Saat aku sedang melihat orang-orang, Nino pun sedang mencari sahabatnya sambil mencoba menghubunginya. Namun, sepertinya tidak diangkat oleh sahabatnya itu.

"Bentar ya, Beb, aku coba telepon di luar. Di sini tidak dapat signal," ijin Nino.

"Baiklah. Aku tunggu di sini."

Nino berjalan keluar ruangan untuk menelepon. Dan 15 menit kemudian, dia masuk dengan seorang lelaki di sampingnya. Aku yakin lelaki itu adalah sahabatnya yang ditunggu itu.

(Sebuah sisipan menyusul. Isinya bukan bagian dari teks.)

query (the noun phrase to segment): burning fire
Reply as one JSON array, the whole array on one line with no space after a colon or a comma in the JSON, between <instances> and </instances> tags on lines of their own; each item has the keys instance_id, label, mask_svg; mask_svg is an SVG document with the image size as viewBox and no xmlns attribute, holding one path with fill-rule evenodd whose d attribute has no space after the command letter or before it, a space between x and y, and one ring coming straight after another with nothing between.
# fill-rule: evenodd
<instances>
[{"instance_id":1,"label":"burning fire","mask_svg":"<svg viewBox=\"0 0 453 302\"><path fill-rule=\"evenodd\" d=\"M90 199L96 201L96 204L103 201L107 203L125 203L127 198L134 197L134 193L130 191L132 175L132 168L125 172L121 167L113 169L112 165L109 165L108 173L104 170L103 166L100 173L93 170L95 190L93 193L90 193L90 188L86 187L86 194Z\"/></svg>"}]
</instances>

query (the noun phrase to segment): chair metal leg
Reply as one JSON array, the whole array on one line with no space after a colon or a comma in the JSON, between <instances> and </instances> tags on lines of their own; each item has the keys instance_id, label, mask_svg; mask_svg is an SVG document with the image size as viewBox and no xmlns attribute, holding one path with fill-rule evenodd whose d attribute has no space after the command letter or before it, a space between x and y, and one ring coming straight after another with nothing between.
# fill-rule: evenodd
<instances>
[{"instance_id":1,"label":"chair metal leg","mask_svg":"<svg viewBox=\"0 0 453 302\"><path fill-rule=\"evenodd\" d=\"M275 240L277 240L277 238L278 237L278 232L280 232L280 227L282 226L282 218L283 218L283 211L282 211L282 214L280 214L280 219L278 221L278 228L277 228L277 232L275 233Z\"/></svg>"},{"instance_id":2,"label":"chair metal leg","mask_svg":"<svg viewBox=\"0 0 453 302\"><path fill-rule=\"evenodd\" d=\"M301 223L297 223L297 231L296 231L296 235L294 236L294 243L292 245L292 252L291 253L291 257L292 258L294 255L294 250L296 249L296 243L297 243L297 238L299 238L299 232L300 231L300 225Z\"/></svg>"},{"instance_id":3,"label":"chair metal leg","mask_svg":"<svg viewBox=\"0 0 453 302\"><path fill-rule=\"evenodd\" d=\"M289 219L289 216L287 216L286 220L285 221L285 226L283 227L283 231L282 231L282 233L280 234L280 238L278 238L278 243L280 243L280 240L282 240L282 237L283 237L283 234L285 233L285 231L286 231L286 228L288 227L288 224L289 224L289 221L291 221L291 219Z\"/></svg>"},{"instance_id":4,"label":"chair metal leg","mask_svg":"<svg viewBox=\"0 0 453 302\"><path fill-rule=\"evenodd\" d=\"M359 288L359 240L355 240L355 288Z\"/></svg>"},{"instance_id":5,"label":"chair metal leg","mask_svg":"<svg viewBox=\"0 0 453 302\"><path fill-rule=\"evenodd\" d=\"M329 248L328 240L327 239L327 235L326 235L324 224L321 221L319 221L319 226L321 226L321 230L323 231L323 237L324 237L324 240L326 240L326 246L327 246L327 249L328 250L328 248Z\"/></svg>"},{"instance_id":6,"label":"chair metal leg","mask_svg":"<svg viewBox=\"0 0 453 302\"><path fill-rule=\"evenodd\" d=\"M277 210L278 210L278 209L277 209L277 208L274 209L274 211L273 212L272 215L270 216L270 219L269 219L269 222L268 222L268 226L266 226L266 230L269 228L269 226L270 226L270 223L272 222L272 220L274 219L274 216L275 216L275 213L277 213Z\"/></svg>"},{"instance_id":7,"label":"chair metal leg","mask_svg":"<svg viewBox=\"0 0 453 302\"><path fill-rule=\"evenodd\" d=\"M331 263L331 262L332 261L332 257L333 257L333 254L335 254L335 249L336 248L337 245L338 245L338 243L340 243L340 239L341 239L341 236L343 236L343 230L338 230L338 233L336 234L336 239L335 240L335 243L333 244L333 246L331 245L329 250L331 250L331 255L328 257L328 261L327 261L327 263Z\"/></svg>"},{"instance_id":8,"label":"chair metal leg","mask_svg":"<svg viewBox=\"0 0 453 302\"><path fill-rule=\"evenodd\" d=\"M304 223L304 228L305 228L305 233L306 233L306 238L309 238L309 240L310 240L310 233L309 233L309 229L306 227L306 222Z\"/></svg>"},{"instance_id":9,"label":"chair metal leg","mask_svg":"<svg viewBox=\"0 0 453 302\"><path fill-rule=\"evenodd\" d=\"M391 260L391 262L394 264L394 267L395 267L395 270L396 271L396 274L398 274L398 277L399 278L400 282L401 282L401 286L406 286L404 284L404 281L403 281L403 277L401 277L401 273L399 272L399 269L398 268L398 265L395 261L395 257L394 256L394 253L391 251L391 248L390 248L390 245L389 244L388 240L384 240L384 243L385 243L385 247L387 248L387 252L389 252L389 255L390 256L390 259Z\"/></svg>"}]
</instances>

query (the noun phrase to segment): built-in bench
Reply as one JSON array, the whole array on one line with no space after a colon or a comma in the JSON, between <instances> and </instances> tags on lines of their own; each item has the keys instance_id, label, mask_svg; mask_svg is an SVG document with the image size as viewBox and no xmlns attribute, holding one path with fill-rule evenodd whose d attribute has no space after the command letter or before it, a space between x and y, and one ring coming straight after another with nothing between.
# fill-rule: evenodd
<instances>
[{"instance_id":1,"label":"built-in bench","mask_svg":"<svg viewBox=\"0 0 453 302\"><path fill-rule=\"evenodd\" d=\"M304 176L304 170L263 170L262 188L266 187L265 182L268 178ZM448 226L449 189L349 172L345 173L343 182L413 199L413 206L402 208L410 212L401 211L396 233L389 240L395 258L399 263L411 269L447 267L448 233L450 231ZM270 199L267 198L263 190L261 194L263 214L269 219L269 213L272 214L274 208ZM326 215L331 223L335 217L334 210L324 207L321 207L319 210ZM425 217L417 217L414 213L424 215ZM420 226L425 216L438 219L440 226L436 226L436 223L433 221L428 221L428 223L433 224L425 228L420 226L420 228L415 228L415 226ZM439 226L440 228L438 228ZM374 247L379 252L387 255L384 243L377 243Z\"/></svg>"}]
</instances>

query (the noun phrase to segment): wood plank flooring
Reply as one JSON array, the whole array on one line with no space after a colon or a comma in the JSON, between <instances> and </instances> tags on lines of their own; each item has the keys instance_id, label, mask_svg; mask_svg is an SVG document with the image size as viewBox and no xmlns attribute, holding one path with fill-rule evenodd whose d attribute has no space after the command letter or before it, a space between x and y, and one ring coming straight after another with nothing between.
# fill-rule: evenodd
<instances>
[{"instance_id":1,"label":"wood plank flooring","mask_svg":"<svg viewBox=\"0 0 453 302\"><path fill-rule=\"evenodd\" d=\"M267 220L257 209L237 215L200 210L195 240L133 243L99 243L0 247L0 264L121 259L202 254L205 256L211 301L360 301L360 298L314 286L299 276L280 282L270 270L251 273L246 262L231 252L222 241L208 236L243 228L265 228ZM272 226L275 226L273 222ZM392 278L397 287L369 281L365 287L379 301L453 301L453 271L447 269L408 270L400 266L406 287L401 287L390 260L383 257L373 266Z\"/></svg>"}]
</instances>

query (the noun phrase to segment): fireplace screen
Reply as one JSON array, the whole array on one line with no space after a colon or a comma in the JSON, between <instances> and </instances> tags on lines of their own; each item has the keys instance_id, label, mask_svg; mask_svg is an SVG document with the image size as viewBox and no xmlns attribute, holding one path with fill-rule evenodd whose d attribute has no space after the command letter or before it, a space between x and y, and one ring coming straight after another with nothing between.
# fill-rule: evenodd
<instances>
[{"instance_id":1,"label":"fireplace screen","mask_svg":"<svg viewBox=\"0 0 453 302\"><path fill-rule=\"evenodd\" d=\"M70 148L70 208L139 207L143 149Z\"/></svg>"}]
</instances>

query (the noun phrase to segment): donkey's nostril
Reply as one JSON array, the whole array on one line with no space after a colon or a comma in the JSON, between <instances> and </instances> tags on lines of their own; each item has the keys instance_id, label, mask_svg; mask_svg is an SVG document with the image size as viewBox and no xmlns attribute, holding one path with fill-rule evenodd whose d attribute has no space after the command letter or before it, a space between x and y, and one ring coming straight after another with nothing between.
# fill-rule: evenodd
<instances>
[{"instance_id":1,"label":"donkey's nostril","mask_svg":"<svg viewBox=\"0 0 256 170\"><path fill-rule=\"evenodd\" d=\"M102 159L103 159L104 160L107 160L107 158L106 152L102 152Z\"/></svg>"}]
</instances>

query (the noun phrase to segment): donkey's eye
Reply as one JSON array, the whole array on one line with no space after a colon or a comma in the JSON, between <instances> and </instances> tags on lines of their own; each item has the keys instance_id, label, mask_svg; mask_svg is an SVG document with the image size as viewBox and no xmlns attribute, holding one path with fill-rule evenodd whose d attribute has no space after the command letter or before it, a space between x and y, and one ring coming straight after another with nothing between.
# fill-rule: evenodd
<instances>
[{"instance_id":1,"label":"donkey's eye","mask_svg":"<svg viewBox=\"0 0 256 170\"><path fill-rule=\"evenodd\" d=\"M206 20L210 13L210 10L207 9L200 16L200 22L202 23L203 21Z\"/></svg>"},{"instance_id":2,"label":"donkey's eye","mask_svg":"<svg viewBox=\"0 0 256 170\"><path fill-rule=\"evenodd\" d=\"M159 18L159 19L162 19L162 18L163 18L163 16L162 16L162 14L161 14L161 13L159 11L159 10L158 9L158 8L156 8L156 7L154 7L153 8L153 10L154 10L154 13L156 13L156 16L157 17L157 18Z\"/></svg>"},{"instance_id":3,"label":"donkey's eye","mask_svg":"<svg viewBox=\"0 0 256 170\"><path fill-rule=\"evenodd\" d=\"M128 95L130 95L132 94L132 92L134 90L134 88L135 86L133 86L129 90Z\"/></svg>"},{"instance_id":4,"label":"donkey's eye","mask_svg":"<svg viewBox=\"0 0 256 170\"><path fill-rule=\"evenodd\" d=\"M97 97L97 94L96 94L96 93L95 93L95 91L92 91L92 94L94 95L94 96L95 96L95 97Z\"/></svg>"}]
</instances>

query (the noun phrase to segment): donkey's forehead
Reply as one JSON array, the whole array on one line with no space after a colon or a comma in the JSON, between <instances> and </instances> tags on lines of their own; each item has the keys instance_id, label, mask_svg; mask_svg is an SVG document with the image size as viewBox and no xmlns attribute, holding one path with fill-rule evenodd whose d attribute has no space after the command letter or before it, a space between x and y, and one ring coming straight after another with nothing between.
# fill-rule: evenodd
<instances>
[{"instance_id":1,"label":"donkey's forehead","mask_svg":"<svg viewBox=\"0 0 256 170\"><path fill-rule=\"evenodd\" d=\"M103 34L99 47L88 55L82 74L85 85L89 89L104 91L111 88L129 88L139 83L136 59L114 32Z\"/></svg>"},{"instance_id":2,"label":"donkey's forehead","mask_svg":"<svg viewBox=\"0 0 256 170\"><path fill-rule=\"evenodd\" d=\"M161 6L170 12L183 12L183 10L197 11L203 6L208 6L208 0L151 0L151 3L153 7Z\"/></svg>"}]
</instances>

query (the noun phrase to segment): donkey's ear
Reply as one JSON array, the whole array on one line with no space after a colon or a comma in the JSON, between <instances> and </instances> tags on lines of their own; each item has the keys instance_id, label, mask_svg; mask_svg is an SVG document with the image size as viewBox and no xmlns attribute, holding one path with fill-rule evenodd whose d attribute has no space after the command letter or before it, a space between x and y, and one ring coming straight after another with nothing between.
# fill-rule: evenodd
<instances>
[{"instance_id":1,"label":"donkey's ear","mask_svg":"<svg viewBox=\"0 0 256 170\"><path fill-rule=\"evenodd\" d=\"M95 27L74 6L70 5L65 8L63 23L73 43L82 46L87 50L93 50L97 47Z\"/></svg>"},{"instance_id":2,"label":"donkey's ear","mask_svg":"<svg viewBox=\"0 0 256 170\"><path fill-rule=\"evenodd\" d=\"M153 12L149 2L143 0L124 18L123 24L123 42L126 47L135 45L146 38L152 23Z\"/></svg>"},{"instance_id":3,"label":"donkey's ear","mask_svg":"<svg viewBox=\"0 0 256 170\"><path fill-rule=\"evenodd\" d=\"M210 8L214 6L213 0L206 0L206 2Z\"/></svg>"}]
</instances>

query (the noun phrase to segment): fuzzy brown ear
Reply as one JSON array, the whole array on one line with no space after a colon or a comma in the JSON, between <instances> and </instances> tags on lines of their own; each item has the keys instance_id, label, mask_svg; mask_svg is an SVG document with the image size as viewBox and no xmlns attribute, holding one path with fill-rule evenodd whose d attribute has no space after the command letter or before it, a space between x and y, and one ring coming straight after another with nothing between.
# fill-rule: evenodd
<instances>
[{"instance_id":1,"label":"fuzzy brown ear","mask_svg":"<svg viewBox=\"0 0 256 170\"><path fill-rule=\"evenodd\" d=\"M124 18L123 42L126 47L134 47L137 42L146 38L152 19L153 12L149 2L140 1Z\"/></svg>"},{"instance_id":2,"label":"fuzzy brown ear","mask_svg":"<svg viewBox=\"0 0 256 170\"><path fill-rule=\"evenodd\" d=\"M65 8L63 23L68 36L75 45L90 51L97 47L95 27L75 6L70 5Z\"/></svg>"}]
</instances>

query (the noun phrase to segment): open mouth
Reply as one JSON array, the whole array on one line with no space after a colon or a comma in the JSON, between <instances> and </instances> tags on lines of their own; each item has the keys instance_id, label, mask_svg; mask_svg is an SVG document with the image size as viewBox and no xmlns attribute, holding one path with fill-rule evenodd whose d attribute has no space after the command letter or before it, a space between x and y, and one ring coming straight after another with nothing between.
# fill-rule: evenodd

"Sof...," panggil Nino. "Kenalkan, Al, dia pacarku namanya Sofie. Dan, Beb, ini sahabat terbaikku, Alan Morgan," sebutnya memperkenalkanku kepada sahabatnya.

"Hai!" sapaku sambil menjulurkan tanganku kepadanya. "Nino sudah menceritakan sedikit tentangmu kepadaku," sambungku sambil mengeluarkan senyuman. Saat aku bersalaman dengannya, aku merasakan getaran aneh dalam diriku. Ku tatap wajahnya yang tidak asing bagiku. Aku seperti telah mengenalnya sejak lama, tapi itu tidak mungkin juga karena kami baru ketemu saat ini.

Ku lihat, dia menatapku sangat lama. Aku melihat diriku sendiri sambil berkata dalam hati, apa ada yang salah dengan penampilanku?

"Hai.." Lelaki yang dikenalkannya kepadaku akhirnya mengeluarkan suaranya. "Alan Morgan," sebut lelaki itu memberitahukan namanya.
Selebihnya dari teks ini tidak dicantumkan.